MANAJEMEN PEMBANGUNAN UNTUK NEGARA BERKEMBANG

Manajemen Pembangunan Untuk Negara Berkembang 
Di tengah-tengah semakin berat serta kompleks tantangan bangsa Indonesia menghadapi era global ketika ini, mengedepankan pembaharuan, pemikiran-pemikiran yang inovatif dan produktif dalam forum pemerintah baik pusat serta wilayah adalah langkah dan perilaku yg sempurna dan patut mendapatkan dukungan menurut semua komponen warga . Dengan kata lain “Reformasi Administrasi” di Indonesia harus sesegera mungkin menjadi pilihan para penyelenggara pemerintahan baik pusat maupun wilayah guna mewujudkan good governance, pemerintahan yg higienis, sehat, serta berwibawa.

Pemerintahan Daerah Provinsi, pada hal ini gubernur sebagai ketua pemerintah daerah sangatlah dekat menggunakan politik dan administrasi publik. Terlebih lagi dalam sistem pemilihan kepala daerah secara langsung misalnya sekarang, kedekatan kepala daerah dalam aspek politik semakin bertenaga, selain posisinya menjadi penanggung jawab administrasi serta manajemen pemerintahan daerah. Oleh karena itu pemikiran teoretis serta mudah menjadi gubernur dalam menerapkan pendekatan-pendekatan baru pada administrasi publik.

Gubernur dituntut bisa memadukan secara serasi demokrasi administrasi publik. Hal ini adalah tantangan yang akbar, lantaran seperti yg dikatakan oleh Kenneth J. Meier dan Laurence O’Toole Jr (2006), bahwa one of the most important and persisting challenges of terkini government is how to reconcile the demans of democracy with the imperatives of bureaucracy.

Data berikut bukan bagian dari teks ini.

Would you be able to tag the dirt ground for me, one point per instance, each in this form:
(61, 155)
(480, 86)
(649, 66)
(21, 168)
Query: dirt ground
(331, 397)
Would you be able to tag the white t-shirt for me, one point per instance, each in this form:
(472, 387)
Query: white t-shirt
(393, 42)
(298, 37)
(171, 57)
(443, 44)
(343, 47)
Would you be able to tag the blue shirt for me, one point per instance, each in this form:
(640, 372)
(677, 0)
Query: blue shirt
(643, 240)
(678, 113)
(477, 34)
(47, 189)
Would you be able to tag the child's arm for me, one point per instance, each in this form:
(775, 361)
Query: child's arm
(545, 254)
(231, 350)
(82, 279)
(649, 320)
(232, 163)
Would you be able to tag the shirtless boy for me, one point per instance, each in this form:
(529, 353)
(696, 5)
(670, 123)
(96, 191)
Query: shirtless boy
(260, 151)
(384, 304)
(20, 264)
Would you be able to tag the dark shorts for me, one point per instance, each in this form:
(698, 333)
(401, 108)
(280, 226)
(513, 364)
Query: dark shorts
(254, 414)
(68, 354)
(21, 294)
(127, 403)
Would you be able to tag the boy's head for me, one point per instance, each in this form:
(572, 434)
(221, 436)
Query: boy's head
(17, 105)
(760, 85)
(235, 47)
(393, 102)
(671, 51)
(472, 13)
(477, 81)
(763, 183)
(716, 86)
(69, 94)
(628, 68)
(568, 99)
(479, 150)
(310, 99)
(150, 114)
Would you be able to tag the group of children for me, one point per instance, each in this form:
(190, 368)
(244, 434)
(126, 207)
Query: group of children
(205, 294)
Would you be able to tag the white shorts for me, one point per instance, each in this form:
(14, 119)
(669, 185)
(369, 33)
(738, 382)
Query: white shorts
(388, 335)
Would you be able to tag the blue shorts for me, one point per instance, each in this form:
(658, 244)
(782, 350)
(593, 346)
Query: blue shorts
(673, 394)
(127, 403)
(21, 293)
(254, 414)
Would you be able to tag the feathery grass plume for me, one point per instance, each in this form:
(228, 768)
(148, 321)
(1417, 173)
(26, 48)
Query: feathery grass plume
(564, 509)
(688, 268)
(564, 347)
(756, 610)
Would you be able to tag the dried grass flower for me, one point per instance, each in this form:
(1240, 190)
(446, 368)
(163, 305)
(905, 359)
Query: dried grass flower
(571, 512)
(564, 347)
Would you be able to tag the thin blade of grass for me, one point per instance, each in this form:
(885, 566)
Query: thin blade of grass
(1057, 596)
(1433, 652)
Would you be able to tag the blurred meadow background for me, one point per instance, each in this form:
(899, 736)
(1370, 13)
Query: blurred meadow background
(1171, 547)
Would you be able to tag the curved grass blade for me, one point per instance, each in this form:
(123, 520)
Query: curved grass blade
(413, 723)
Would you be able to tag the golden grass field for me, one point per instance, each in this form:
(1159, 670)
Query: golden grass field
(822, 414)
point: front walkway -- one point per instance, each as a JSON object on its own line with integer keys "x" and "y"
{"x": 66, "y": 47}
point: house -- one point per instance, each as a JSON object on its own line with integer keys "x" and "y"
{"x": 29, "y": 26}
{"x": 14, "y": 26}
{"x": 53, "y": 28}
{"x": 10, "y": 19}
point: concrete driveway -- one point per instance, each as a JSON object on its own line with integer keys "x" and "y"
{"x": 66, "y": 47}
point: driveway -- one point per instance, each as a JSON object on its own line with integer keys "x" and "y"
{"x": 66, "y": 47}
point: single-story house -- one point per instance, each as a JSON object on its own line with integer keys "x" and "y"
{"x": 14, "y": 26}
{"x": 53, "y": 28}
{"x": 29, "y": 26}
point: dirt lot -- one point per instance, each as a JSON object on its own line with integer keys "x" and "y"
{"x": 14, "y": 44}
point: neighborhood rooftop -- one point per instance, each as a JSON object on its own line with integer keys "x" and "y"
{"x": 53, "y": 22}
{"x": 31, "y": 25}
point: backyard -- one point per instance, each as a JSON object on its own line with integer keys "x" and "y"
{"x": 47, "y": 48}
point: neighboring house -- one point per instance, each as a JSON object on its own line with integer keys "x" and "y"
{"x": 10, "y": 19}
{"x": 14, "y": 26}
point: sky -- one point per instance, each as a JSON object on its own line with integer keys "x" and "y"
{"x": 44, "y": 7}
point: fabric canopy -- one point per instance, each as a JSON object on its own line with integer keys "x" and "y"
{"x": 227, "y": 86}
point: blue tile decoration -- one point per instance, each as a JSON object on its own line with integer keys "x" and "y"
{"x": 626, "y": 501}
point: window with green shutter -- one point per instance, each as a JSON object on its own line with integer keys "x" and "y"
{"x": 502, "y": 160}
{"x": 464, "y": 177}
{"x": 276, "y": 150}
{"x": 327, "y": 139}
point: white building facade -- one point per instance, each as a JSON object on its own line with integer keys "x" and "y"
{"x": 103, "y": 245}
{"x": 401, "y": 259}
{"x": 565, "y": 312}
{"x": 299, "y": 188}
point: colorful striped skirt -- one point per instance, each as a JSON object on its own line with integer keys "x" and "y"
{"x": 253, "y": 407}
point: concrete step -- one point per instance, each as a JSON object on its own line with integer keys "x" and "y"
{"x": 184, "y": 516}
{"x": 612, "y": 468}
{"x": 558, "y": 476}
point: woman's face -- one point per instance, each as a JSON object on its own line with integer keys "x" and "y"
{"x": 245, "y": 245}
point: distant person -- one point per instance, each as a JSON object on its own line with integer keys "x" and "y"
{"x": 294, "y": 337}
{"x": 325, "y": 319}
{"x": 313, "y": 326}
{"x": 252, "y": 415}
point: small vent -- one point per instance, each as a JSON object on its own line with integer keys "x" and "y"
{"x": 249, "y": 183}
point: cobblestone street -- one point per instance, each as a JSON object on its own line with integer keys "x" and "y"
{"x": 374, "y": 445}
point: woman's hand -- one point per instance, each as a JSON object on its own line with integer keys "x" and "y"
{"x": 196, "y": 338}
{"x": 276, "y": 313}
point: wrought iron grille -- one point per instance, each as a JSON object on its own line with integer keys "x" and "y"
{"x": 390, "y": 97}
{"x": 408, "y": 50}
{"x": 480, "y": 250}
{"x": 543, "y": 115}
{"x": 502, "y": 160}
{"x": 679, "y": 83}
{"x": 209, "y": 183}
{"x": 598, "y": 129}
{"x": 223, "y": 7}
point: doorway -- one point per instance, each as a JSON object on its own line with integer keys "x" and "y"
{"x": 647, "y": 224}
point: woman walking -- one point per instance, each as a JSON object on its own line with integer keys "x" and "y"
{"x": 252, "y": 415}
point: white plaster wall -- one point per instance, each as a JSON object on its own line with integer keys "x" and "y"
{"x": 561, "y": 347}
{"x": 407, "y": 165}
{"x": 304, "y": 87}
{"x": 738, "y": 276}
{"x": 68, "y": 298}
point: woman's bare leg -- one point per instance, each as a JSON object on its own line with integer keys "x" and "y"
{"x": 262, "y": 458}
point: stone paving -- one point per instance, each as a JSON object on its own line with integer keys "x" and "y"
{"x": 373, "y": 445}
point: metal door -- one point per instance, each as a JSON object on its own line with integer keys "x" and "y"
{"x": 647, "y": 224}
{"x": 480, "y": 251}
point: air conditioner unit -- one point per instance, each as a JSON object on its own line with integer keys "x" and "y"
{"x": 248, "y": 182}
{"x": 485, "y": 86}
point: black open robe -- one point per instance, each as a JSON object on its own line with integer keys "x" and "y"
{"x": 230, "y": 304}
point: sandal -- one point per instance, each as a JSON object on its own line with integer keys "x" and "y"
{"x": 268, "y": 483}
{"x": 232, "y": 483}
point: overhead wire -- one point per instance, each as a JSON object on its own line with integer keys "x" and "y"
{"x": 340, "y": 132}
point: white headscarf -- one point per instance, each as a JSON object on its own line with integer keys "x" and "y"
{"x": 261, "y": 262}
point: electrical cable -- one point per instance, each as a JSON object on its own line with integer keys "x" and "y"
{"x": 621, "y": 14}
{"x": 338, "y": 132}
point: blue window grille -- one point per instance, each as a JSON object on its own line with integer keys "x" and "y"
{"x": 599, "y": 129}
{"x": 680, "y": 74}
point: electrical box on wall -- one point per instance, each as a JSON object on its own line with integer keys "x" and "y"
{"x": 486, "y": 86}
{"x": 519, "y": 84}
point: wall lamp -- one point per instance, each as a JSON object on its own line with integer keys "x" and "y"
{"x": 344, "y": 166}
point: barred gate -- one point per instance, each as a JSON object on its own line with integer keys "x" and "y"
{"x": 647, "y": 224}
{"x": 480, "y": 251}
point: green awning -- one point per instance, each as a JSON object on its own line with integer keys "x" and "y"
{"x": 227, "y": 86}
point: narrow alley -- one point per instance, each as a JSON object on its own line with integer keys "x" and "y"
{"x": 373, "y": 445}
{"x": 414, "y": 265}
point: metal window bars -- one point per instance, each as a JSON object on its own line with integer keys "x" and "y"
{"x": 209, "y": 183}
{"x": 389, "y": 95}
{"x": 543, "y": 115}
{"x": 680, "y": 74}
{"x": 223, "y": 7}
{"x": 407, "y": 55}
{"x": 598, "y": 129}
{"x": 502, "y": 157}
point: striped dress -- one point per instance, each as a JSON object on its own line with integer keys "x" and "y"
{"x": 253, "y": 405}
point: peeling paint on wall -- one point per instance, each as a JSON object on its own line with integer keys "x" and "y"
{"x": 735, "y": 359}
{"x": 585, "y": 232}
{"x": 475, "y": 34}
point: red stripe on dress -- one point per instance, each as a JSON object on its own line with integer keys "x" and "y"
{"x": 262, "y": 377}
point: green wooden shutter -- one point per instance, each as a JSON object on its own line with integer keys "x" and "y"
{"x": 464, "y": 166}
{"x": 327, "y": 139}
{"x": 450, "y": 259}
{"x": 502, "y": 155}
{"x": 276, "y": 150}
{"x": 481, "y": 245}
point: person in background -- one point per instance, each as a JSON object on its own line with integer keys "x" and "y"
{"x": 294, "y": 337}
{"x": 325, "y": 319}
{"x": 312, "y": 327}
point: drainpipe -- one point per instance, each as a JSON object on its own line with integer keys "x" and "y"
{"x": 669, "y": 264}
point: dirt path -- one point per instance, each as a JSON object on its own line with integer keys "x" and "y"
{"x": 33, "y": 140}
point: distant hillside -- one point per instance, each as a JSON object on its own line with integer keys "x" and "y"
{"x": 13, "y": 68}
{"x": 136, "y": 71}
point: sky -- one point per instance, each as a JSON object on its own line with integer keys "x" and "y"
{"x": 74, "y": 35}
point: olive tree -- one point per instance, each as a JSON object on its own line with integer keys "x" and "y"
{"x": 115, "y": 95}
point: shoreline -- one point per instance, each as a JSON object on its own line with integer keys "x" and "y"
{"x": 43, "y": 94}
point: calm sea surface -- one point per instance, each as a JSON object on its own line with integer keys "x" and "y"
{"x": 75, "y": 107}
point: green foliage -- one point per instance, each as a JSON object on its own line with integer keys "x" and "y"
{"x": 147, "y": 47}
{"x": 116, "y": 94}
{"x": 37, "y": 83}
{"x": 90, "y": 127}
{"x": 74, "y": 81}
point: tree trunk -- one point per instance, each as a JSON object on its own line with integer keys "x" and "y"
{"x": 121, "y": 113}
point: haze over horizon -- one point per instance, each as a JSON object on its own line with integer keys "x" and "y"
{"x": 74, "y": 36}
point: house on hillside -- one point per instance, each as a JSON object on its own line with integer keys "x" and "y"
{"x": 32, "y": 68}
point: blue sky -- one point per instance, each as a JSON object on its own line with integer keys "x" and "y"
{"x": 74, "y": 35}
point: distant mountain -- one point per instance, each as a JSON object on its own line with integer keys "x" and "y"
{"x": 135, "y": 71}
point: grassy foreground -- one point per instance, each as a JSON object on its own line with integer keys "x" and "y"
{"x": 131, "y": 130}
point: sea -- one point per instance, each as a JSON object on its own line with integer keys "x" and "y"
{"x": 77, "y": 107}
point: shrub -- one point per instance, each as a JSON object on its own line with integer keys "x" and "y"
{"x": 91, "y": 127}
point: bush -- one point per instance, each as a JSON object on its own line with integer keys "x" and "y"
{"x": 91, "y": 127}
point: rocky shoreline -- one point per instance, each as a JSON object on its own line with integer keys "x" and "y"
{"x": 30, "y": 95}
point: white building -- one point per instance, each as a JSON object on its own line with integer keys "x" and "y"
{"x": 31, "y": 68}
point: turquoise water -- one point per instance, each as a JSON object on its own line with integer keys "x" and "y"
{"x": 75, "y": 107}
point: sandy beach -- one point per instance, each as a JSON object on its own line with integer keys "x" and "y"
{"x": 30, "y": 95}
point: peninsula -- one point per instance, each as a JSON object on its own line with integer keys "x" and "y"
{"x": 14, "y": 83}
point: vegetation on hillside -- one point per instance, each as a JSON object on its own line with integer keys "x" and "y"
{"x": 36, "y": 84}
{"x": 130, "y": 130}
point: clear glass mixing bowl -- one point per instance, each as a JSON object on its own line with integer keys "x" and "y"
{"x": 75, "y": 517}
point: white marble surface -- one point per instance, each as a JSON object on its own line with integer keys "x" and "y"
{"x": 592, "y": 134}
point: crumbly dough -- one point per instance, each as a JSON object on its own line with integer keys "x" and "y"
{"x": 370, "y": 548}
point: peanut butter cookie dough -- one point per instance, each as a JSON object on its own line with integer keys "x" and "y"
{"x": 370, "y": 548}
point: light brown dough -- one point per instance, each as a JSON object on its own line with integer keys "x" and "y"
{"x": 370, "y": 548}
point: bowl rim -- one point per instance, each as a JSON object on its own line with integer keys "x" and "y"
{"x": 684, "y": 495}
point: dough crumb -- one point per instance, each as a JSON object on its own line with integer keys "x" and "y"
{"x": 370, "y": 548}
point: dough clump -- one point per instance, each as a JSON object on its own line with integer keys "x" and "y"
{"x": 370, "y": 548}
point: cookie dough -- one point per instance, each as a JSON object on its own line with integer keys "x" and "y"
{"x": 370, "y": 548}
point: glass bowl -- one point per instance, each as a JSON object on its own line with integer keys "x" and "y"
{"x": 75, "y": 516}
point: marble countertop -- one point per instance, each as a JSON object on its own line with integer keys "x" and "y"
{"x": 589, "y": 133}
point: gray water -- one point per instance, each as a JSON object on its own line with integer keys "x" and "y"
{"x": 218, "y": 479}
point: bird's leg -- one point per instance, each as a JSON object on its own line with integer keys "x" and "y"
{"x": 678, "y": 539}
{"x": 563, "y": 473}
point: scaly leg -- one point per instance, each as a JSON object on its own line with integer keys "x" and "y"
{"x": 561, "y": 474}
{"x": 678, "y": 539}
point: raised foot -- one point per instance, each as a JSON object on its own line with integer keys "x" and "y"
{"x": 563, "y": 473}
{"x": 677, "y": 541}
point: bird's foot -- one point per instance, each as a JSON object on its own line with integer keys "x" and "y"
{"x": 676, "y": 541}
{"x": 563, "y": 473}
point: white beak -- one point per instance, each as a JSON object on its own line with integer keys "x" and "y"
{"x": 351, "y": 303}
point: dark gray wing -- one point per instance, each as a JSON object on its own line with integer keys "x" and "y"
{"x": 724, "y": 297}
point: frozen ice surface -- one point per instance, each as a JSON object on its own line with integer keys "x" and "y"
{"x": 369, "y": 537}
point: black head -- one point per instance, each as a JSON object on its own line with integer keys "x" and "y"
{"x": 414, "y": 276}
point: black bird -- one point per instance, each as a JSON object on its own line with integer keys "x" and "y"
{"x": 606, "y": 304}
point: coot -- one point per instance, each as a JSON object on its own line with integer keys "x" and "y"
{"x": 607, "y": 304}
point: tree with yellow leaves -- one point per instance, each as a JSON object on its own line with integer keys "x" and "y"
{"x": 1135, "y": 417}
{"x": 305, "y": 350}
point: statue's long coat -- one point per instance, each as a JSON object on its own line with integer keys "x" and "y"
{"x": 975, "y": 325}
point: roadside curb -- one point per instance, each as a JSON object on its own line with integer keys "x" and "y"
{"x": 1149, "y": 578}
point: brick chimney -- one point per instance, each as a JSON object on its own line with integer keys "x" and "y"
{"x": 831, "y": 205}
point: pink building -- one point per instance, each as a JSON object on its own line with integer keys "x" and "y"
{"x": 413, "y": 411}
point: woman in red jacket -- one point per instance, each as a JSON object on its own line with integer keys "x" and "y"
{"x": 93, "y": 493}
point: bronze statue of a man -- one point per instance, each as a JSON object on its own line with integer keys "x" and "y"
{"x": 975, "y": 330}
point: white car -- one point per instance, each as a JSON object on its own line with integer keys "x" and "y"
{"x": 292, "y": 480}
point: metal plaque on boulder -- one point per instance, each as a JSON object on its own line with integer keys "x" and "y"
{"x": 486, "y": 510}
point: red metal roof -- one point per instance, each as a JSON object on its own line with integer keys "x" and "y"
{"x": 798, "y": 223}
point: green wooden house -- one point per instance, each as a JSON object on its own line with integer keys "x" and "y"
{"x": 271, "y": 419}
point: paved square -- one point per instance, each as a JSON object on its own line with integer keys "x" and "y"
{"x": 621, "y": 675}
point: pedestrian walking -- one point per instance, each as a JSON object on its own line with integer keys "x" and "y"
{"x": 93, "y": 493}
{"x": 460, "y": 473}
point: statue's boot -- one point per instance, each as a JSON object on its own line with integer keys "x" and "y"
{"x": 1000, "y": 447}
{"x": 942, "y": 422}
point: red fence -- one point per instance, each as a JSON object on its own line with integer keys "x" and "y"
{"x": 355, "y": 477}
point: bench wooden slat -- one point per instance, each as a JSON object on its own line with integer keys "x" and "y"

Pada tahun 1980-an banyak sekali pemikiran ada buat memperbarui birokrasi dan menyesuaikannya menggunakan perkembangan teknologi –khususnya teknologi kabar- dan ekonomi –khususnya globalisasi- yang sangat mengurangi kiprah negara dan makin menonjolkan peran global usaha, dan menempatkan persaingan sebagai credo yg primer. Lahirlah kata-istilah “hollowing out of the state” dan sebagainya. Maka berkembanglah pemikiran-pemikiran yg berpengaruh dalam perkembangan konsep administrasi public selanjutnya, yaitu Reinventing Government (Osborn serta Gaebler 1992) dan New Public Management (Hood 1989).

Gagasan NPM pada dasarnya ingin “membebaskan” para manajer publik berdasarkan kekangan anggaran-aturan birokratik serta kontrol administrasi sebagai akibatnya dapat menjalankan tugas menggunakan leluasa. Seperti halnya manajer pada sektor swasta para manajer publik menerima imbalan bila sukses dan sanksi bila gagal. Dengan cara demikian maka manajer publik dapat memanfaatkan semua potensi dan kompetensi yang dimiliki guna membuat secara maksimal produk, baik barang maupun jasa buat layanan publik. Perspektif utama dari pandangan NPM ini merupakan rakyat negara atau masyarakat dilihat atau diperlakukan sebagai konsumen yg mempunyai akal, pikiran, kehendak, serta pilihan atau rational-choice, nir tidak sama menggunakan pendekatan public-choice pada disiplin ilmu ekonomi. Dan nir lagi menjadi entitas yang pasif (tulus saja) Maka dalam sistem ini terkandung pula nilai demokrasi dalam administrasi publik.

Di dalam doktrin NPM, pemerintah dianjurkan buat meninggalkan paradigma administrasi tradisional yg cenderung mengutamakan prosedur, dan menggantikannya dengan orientasi pada kinerja atau output kerja. Pemerintah jua dianjurkan buat melepaskan diri dari birokrasi klasik menggunakan mendorong organisasi dan pegawai supaya lebih fleksibel, serta memutuskan tujuan serta target organisasi secara lebih kentara sehingga memungkinkan pengukuran output. Di samping itu, pemerintah jua diperlukan menerapkan sistem desentralisasi, memberi perhatian dalam pasar, melibatkan sektor swasta dan melakukan privatisasi (Hood, 1995).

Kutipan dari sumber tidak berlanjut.